Dry January Charity Backs Tighter Rules on Alcohol Deliveries
Alcohol Change UK is backing tighter alcohol-delivery rules after finding 30% of users had ordered while drunk and 64% were nudged by promotions.

Alcohol Change UK is backing calls for tougher controls on alcohol delivery, arguing that one-tap app ordering can accelerate drinking in ways Britain’s licensing rules were never built to handle. In its May 2024 survey, 47% of respondents said their most recent alcohol delivery arrived the same day, 30% had ordered while drunk, 45% of regular users were drinking more than the recommended 14 units a week, and 64% said a promotion had prompted an order in the previous three months.
Campaigners Dr Laura Harvey and Alex Hughes are working with the charity as it presses for stronger age checks, tighter restrictions on alcohol marketing through delivery platforms, updated licensing laws for the digital age and better training and support for delivery drivers. The argument is that convenience is no longer a neutral feature of alcohol retail. It can be a trigger, making it easier to keep drinking, refill supplies after a night out, or respond immediately to a discount pushed through an app.

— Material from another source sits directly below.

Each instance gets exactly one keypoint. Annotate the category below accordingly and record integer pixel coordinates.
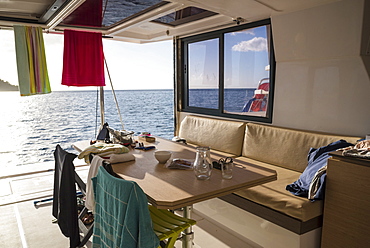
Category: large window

The charity’s latest push is tied to Dry January, the annual alcohol-free challenge it says began in 2013. Around 200,000 people globally took part in January 2025, according to Alcohol Change UK, and the charity says its Try Dry app can double users’ chances of completing an alcohol-free month. It also says 70% of Dry January participants who use its tools are still drinking less six months later, alongside improved wellbeing and lower alcohol-related health risks.
That public-health case matters because Alcohol Change UK says 20 people in the United Kingdom die every day as a result of alcohol harm. The charity’s concern is not only the volume of alcohol being sold, but the speed and targeting of delivery. If a promotion can turn a late-night craving into a doorstep delivery within hours, campaigners say current controls may be too slow and too fragmented to stop harm before it starts.

The wider regulatory backdrop is already strict in traditional advertising. The ASA and CAP say alcohol ads in the United Kingdom must not be directed at under-18s and must not encourage binge drinking or irresponsible consumption. But campaigners say app-based delivery sits in a grey zone between retail, advertising and logistics, leaving a blind spot that existing rules do not fully cover. Their case is that the next phase of alcohol control will have to follow the platform, not just the pub or shop.